The Financial Conduct Authority is urging victims of an alleged £8.5m "Ponzi" scheme to get in touch with the regulator to reclaim their funds. 

The regulator is appealing to investors who were promised quarterly returns of 15 per cent as part of an unauthorised scheme known as the Churchgate Trading Syndicate, which was run by Stuart Carl Mudge and Anthony John Lewis between 2009 and 2011. 

Based in Newport, South Wales, the scheme paid investors returns funded by other investors’ money, claiming the investments were being used to trade spread bets, according to the FCA. 

The FCA intervened in February 2012 when it froze the scheme's assets and shut down the syndicate - Mr Lewis later settled on a no fault basis and paid £446,000 to the regulator in 2014 and in the same year a High Court ordered Mr Mudge to pay more than £7m to investors. 

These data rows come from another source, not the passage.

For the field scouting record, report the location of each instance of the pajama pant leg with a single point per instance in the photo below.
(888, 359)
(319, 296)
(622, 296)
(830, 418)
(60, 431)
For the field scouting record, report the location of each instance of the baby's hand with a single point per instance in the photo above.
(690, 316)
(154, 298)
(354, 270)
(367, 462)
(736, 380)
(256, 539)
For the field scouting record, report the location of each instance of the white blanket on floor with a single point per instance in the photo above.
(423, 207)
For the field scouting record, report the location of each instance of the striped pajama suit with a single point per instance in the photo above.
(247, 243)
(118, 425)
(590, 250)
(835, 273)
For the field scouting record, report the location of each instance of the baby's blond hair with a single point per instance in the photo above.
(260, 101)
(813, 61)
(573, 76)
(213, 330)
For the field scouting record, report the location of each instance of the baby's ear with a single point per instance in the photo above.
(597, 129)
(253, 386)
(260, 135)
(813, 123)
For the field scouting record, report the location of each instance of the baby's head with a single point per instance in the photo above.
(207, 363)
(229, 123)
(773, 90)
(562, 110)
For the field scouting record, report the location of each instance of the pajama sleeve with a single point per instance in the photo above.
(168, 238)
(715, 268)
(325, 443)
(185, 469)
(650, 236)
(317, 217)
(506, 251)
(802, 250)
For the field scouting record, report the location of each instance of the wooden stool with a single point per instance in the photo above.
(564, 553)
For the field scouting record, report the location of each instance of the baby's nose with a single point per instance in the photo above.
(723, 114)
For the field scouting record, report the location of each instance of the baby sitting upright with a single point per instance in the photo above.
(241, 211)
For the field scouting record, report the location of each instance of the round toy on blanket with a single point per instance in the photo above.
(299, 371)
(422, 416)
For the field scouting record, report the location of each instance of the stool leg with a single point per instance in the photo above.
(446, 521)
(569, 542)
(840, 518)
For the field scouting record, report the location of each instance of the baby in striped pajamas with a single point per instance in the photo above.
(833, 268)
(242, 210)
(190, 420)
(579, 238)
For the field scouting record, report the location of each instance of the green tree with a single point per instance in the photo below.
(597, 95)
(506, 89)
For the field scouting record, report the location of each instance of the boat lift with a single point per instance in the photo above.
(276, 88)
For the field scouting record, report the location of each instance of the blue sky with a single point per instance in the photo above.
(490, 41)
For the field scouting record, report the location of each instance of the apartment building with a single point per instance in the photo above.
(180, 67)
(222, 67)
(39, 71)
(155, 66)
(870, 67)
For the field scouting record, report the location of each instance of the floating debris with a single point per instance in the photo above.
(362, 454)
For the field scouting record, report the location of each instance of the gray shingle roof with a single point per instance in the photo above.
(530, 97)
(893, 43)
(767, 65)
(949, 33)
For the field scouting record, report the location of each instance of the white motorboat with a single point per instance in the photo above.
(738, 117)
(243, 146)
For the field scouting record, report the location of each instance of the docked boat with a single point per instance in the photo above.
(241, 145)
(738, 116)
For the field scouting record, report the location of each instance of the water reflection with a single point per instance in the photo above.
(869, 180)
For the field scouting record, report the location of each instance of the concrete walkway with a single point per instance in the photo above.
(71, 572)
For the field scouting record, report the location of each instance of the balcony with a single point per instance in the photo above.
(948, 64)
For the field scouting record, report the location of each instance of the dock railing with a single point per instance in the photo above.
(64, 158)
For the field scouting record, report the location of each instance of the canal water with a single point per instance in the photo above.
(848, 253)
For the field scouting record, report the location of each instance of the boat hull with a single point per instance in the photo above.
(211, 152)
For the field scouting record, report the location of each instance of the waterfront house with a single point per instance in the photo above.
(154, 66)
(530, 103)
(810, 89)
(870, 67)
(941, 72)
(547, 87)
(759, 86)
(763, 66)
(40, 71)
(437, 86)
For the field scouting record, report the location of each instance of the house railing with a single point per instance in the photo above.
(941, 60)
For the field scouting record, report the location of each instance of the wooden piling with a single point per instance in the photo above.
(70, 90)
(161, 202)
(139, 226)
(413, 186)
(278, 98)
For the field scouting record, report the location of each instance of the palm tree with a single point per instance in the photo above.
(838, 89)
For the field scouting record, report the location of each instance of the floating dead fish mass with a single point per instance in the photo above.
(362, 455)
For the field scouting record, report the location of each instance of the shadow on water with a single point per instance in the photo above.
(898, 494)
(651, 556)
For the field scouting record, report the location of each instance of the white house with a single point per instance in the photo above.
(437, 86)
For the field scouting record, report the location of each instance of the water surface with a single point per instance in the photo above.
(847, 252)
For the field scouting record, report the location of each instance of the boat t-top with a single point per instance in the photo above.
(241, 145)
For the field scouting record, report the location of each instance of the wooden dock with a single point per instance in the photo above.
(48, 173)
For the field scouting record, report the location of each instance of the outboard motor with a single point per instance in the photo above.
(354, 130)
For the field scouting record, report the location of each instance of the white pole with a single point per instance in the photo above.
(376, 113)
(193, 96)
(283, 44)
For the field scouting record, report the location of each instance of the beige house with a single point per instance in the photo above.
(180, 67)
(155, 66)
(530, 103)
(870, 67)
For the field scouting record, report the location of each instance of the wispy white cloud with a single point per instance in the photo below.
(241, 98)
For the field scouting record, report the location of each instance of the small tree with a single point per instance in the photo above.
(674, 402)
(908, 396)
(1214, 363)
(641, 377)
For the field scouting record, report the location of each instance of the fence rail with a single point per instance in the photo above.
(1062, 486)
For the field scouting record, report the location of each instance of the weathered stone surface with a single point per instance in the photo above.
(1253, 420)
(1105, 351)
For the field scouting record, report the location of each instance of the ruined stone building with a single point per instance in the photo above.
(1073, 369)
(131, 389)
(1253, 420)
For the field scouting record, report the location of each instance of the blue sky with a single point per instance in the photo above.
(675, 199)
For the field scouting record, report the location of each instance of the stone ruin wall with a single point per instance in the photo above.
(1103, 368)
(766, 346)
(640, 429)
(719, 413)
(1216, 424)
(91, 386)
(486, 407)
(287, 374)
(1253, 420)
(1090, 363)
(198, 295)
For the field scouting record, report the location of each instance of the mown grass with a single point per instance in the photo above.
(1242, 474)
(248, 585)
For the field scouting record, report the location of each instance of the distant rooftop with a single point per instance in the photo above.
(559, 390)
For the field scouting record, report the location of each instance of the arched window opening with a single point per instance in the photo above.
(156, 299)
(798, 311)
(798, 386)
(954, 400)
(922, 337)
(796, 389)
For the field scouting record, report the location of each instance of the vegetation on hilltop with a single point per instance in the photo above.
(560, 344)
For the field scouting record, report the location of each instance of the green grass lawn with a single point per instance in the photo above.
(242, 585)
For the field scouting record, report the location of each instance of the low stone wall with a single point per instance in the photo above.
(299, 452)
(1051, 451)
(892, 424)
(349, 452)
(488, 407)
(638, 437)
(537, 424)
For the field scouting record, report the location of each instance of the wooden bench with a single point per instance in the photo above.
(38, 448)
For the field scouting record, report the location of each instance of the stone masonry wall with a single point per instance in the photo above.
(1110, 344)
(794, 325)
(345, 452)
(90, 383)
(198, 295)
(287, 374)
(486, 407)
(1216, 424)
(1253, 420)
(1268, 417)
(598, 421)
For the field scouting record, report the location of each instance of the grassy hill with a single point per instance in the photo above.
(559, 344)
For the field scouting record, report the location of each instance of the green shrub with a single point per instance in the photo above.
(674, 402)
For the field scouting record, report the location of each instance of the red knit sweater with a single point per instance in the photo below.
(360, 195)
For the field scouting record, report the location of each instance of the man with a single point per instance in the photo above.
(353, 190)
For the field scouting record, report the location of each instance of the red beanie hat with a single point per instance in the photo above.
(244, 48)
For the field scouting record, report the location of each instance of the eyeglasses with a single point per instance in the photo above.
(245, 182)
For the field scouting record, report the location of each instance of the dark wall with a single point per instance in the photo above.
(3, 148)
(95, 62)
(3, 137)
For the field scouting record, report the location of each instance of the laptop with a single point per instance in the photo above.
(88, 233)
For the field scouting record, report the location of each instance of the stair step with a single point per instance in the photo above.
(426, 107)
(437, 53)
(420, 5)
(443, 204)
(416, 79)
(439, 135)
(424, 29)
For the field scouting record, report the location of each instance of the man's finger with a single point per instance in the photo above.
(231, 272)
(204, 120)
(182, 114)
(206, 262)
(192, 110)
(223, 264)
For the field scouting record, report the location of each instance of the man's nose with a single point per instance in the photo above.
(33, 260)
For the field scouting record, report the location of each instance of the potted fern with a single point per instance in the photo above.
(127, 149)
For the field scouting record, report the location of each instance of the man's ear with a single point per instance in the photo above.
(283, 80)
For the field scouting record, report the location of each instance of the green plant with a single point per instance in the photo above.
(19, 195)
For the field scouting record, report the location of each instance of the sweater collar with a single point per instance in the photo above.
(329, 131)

In 2016 the City-watchdog distributed the recovered funds to 93 of the victims it was able to trace, but in a statement published today (October 8) the FCA said it still had £100,000 remaining for investors who had not yet claimed their share. 

The regulator said it has been unable to trace five investors who it believes mostly live, or lived, in the South Wales area.  

Mark Steward, executive director of enforcement and market oversight at the FCA, said: "If you believe you were an investor in one of these unauthorised schemes, please get in contact with us.

"We have worked hard to secure and return funds to eligible investors and it is only right that all victims of this insidious scheme should benefit from our work by claiming the sums due to them as soon as possible."

The FCA said those investors who have not been in touch with the regulator should do so "even if they no longer have records or documentation relating to the investments".